For sure. If it's not out monday we can get it done, just needed a bigger saw. I've got access to a 60cc power head monday morning for the whole day. That should do the trick. If anyone wants to help let me know. The bigger issue will be cutting it up small enough to carry above the high water line. Have a couple ideas for that as well though.


----------



## BeaterBoater (Sep 29, 2014)

Planning on being there around 1030 monday morning if anyone cares to help. Bring ropes if you have them.


----------



## BeaterBoater (Sep 29, 2014)

BeaterBoater said:


> Planning on being there around 1030 monday morning if anyone cares to help. Bring ropes if you have them.
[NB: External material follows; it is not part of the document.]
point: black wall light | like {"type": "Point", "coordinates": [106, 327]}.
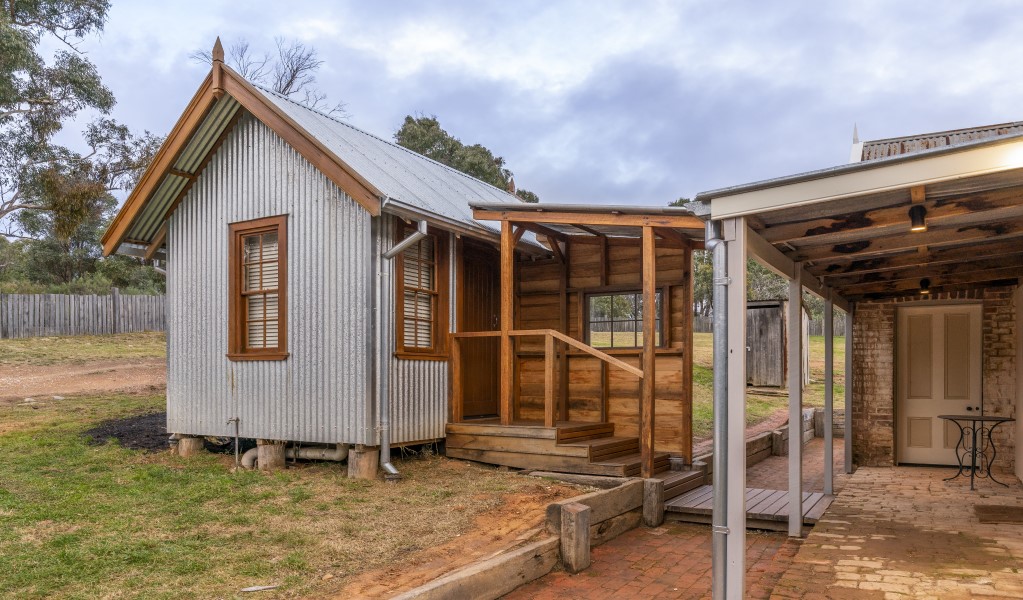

regrouped to noon. This thing is coming out tomorrow. 4 of us in right now.


----------



## BeaterBoater (Sep 29, 2014)

tree is out of the river, most of it is on the shoulder for cdot/jeffco whenever they show up


----------



## Rich (Sep 14, 2006)

Thanks!


----------



## Theophilus (Mar 11, 2008)

Thanks Nick.


----------



## BeaterBoater (Sep 29, 2014)

for sure, there was a group of 7 or 8 of us. Would have never got it out without everyone. Lots of ropes, multitasking or that thing would have taken a couple days.


----------



## deepsouthpaddler (Apr 14, 2004)

Awesome! Thanks guys. Nice work. Looking forward to runoff.


----------